Capstone's Q1 2026 Results Show Strong Growth Amid Challenging Winter
Event summary
- Q1 2026 revenue up 60% YoY to $12.6M, gross profit up 124% to $3.0M, gross margin expanded 670 bps to 23.5%.
- Pro-forma FY2025 revenue would have been $68M with Carolina Stone and CSI included for the full year.
- Adjusted EBITDA margin improved 60 bps YoY to -6.9%, with positive Adjusted EBITDA expected in Q2 2026.
- 72% of the original convertible-note principal has been converted, with $4.92M retired and $1.90M remaining.
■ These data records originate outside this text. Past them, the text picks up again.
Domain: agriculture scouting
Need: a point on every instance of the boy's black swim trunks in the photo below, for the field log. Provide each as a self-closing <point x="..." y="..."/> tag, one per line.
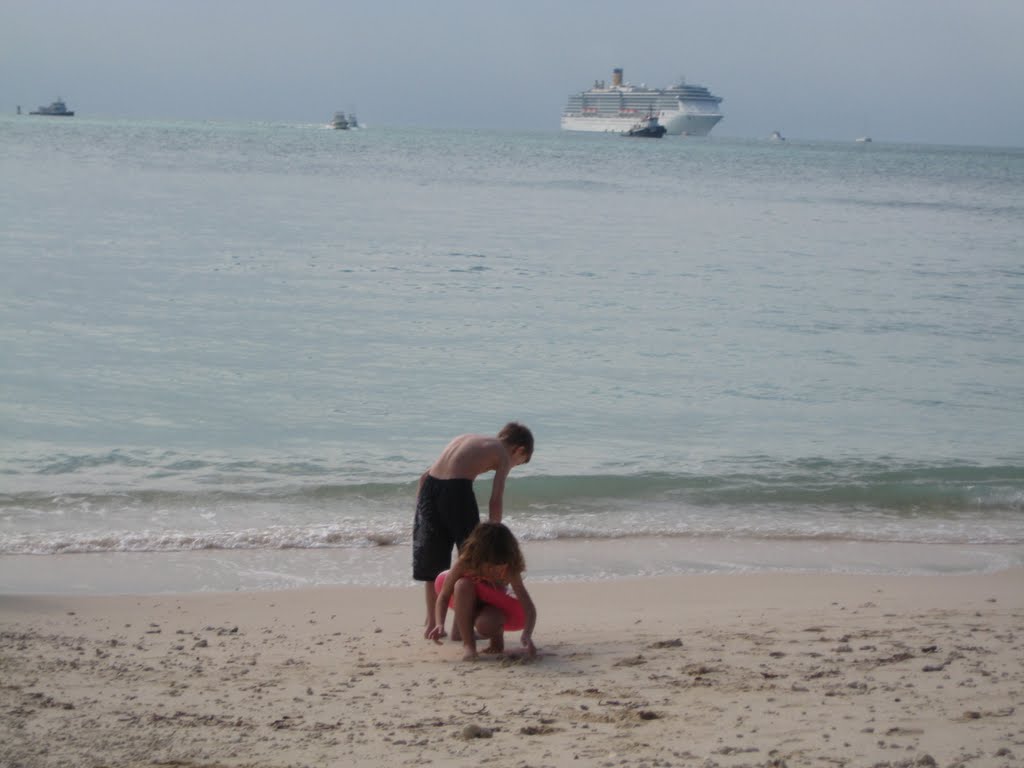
<point x="445" y="514"/>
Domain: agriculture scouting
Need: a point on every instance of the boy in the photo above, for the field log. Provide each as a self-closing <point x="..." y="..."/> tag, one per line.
<point x="445" y="506"/>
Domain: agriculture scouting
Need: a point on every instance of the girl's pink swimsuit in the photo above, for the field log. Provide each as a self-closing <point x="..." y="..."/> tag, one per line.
<point x="515" y="617"/>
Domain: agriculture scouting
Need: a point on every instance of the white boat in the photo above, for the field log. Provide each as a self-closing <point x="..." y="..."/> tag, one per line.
<point x="684" y="109"/>
<point x="56" y="110"/>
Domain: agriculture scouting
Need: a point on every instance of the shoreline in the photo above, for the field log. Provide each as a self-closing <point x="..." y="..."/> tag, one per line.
<point x="739" y="670"/>
<point x="569" y="560"/>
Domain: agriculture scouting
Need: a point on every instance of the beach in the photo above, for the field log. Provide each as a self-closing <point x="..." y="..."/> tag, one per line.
<point x="710" y="670"/>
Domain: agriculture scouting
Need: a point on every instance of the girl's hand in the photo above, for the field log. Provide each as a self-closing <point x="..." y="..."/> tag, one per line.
<point x="436" y="634"/>
<point x="527" y="643"/>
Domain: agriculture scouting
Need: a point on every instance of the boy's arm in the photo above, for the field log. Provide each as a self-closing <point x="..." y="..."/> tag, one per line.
<point x="498" y="489"/>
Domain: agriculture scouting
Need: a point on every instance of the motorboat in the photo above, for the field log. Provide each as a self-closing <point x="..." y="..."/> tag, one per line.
<point x="647" y="128"/>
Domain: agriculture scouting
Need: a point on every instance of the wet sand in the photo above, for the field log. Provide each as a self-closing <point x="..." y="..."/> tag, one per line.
<point x="709" y="671"/>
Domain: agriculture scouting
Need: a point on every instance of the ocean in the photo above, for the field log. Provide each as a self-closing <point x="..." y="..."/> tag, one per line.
<point x="229" y="349"/>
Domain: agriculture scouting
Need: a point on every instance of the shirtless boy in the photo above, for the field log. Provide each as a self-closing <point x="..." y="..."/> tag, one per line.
<point x="445" y="506"/>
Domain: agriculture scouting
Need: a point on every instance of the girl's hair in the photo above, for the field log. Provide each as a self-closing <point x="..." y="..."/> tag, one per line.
<point x="492" y="544"/>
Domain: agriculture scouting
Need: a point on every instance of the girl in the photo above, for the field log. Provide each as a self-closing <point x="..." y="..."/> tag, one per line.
<point x="477" y="589"/>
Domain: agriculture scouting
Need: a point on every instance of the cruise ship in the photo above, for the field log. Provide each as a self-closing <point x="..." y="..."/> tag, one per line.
<point x="683" y="110"/>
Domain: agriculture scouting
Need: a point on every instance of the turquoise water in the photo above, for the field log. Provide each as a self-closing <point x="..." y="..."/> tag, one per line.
<point x="252" y="338"/>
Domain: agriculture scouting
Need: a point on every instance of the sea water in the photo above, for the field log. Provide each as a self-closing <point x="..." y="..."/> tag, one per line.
<point x="228" y="350"/>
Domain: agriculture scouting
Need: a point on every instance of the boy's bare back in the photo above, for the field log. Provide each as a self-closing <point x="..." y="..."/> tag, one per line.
<point x="470" y="455"/>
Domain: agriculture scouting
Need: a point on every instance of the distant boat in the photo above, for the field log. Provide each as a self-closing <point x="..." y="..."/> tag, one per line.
<point x="646" y="128"/>
<point x="57" y="110"/>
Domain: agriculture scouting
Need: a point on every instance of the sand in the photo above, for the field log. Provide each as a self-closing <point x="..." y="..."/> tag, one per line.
<point x="759" y="670"/>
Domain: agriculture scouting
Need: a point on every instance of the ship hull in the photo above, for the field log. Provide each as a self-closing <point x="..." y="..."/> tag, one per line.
<point x="676" y="123"/>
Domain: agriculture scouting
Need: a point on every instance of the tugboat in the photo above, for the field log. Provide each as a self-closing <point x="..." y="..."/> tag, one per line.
<point x="57" y="110"/>
<point x="647" y="128"/>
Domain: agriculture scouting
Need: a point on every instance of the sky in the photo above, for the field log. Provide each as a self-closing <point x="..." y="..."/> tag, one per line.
<point x="921" y="71"/>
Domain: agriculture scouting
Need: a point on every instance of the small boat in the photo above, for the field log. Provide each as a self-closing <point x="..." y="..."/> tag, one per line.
<point x="647" y="128"/>
<point x="58" y="110"/>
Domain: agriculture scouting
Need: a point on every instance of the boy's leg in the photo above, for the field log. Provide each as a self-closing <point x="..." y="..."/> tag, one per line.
<point x="431" y="595"/>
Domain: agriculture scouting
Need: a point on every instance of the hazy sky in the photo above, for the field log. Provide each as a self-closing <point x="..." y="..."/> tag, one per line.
<point x="931" y="71"/>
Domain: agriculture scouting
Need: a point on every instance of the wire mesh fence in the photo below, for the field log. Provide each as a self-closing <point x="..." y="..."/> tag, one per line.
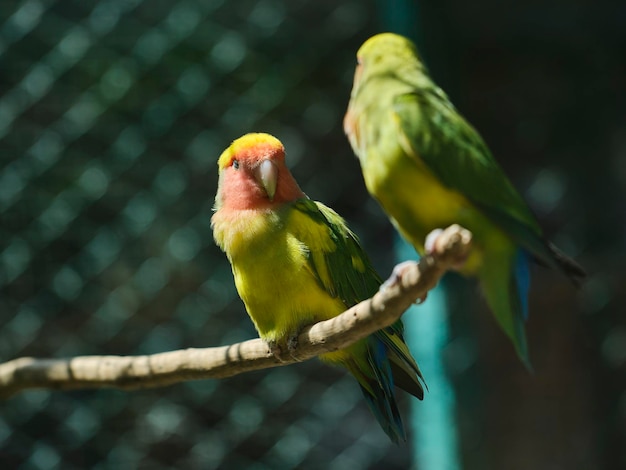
<point x="112" y="116"/>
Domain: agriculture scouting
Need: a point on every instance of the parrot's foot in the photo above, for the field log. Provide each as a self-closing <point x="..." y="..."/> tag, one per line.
<point x="396" y="278"/>
<point x="278" y="351"/>
<point x="439" y="241"/>
<point x="275" y="349"/>
<point x="430" y="244"/>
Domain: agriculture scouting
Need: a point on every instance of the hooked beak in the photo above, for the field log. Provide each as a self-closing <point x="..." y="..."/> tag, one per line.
<point x="267" y="175"/>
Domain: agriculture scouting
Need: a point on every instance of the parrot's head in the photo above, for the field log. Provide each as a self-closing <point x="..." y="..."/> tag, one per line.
<point x="385" y="54"/>
<point x="253" y="174"/>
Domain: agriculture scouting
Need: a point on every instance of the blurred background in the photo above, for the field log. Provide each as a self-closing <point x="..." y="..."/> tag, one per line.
<point x="112" y="116"/>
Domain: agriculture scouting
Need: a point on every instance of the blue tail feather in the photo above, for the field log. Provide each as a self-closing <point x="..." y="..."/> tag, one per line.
<point x="378" y="389"/>
<point x="522" y="279"/>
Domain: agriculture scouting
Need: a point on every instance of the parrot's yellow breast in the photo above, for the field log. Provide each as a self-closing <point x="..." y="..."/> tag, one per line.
<point x="419" y="203"/>
<point x="273" y="276"/>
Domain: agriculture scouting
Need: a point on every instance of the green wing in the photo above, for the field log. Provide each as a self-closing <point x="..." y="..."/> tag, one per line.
<point x="335" y="256"/>
<point x="344" y="270"/>
<point x="434" y="132"/>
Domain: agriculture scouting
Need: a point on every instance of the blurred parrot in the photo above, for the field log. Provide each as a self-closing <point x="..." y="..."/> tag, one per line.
<point x="295" y="262"/>
<point x="429" y="168"/>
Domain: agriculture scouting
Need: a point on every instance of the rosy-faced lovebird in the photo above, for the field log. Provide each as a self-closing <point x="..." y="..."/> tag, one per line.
<point x="429" y="168"/>
<point x="295" y="262"/>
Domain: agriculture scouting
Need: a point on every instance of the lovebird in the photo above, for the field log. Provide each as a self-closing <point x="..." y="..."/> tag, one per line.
<point x="295" y="262"/>
<point x="429" y="168"/>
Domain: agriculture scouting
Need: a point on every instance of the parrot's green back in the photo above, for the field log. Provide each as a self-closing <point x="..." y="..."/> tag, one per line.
<point x="429" y="168"/>
<point x="300" y="264"/>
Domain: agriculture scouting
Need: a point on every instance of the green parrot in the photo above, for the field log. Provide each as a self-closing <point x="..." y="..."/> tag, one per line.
<point x="429" y="168"/>
<point x="295" y="262"/>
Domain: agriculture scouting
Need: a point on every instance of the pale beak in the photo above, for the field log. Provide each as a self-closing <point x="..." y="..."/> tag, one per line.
<point x="267" y="174"/>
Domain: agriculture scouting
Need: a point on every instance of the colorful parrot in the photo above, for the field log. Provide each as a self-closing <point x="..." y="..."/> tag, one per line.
<point x="429" y="168"/>
<point x="295" y="262"/>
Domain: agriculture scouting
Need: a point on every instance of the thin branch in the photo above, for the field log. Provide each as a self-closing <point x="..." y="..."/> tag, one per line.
<point x="410" y="281"/>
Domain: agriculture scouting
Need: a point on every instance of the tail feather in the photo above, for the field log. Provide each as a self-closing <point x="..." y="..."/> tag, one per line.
<point x="505" y="286"/>
<point x="376" y="381"/>
<point x="384" y="363"/>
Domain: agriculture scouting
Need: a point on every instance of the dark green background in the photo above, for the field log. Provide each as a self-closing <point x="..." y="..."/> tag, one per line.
<point x="112" y="116"/>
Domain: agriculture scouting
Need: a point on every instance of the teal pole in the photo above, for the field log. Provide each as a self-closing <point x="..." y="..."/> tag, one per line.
<point x="434" y="437"/>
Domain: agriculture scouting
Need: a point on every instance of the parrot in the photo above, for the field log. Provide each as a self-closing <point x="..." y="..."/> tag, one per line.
<point x="295" y="262"/>
<point x="429" y="168"/>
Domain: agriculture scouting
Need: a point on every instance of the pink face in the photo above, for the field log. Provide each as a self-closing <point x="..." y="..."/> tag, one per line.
<point x="256" y="177"/>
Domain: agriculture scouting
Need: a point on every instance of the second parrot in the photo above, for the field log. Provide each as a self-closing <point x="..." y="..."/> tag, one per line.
<point x="295" y="262"/>
<point x="429" y="168"/>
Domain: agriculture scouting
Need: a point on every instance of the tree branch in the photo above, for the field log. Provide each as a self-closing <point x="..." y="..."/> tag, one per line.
<point x="409" y="281"/>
- Strategic initiatives include Eldorado Stone distribution launch, warehouse consolidation, and AI-enabled tools deployment.
The big picture
Capstone's strong Q1 2026 results reflect the strategic benefits of its recent acquisitions and operational efficiencies. The company's tech-enabled distribution platform is positioning it to capitalize on improving end-market conditions, with a clear path to $100M in revenue over time. The focus on margin expansion and debt management underscores a disciplined approach to growth in the competitive building products sector.
What we're watching
- Revenue Growth
- Whether Capstone can sustain its 60% YoY revenue growth pace in subsequent quarters, especially as end-market conditions improve.
- Margin Expansion
- How the company will maintain its gross margin expansion of 670 bps, given the challenging winter conditions and elevated precipitation.
- Debt Management
- The pace at which Capstone will retire the remaining $1.90M in convertible notes while minimizing dilution.